Un appareil Air Caraïbes qui rassemble près de 200 passagers sur un vol Paris-Toulouse : la scène – assez surprenante – s’est déroulée le 1er mars sur l’aéroport d’Orly. Pourtant, point de déclaration de guerre à l’endroit de la compagnie Hop ! Peut-être juste un pied de nez à sa maison-mère Air France… En effet, il s’agissait là pour le groupe Dubreuil de faire découvrir le tout nouvel appareil de la compagnie, pionnière en France sur ce dossier de l’A350.

Les invités de cet aller-retour express entre Paris et Toulouse – partenaires, clients, journalistes, et quelques artistes antillais comme Jacob Desvarieux (Kassav), l’humoriste Laurence Joseph ou Loïc Lery, auteur du livre Le gang des Antillais – ont donc pu découvrir le nouveau navire amiral d’Air Caraïbes : l’A350 XWB (« eXtra Wide Body », fuselage extra-large) réceptionné la veille par la compagnie en provenance du centre toulousain d’Airbus.

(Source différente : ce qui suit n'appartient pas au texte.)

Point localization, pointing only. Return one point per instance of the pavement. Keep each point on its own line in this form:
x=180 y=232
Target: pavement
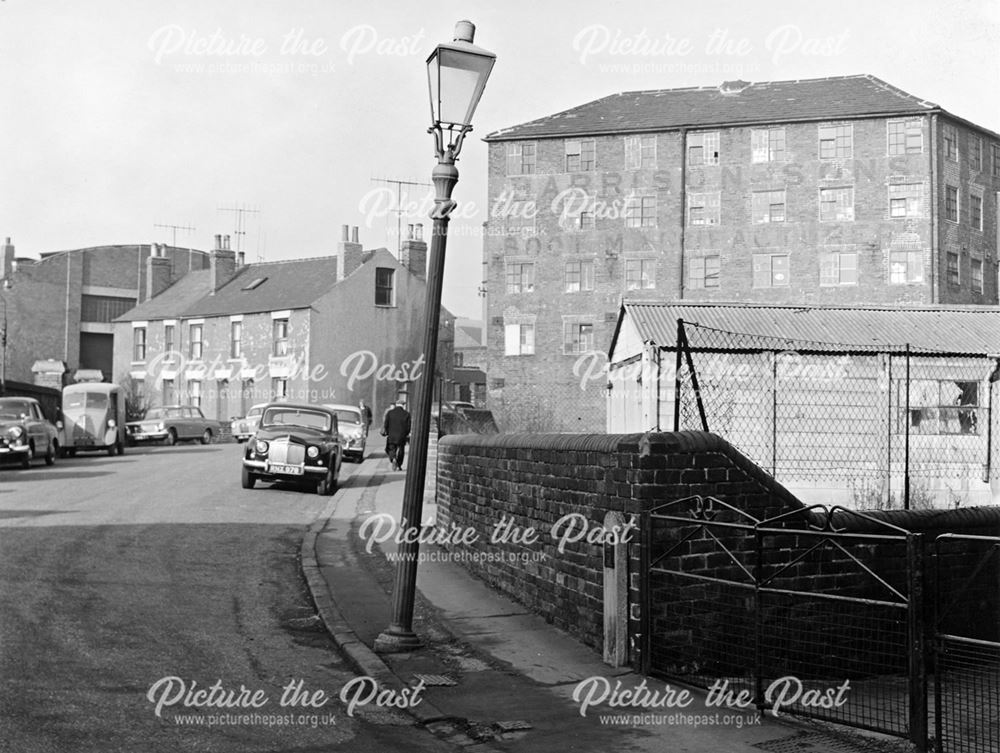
x=497 y=677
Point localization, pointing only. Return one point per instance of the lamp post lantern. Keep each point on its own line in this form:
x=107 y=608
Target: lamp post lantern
x=456 y=72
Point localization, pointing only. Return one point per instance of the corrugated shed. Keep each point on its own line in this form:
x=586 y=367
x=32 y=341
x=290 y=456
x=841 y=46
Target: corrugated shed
x=952 y=330
x=765 y=102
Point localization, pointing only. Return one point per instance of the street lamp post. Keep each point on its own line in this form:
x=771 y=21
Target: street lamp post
x=457 y=74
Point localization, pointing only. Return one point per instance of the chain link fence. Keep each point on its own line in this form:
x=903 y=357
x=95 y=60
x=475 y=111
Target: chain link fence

Si Marc Rochet, président du directoire d’Air Caraïbes, réfute toute comparaison avec Air France sur ce dossier, la fierté des équipes était palpable au moment d’embarquer à bord du nouvel appareil.Une fois assis en classe Madras, on mesure le bond en avant accompli par la compagnie. Au total, 18 sièges « full flat », inclinables à 180 degrés, sont installés dans la cabine business d’Air Caraïbes. Chacun d’entre eux propose un écran vidéo HD tactile de 43 cm de diagonale, couplé à une télécommande.

En classe soleil, l’espace entre les sièges est logiquement réduit – 81 cm, contre 155 cm à l’avant – pour pouvoir accueillir 326 passagers, tout comme la taille de l’écran (25 cm). Pour autant, les invités de ce test grandeur nature ont unanimement reconnu le confort des différentes cabines. Avec une mention spéciale pour le système de divertissement. « L’écran est vraiment bluffant » souligne Florent, éditeur basé au Lamentin. Quelques-uns de ses ouvrages sont d’ailleurs disponibles dans le « coin lecture » intégré à l’IFE (« Inflight entertainment »), qui offre une consultation tactile et confortable. Même chose pour les fichiers personnels du voyageur, qu’il peut visionner depuis l’écran en branchant simplement sa clé USB ou son disque dur externe. En outre, l’outil sera bientôt doté d’une offre de connexion en vol, qui renforcera encore la qualité de l’offre.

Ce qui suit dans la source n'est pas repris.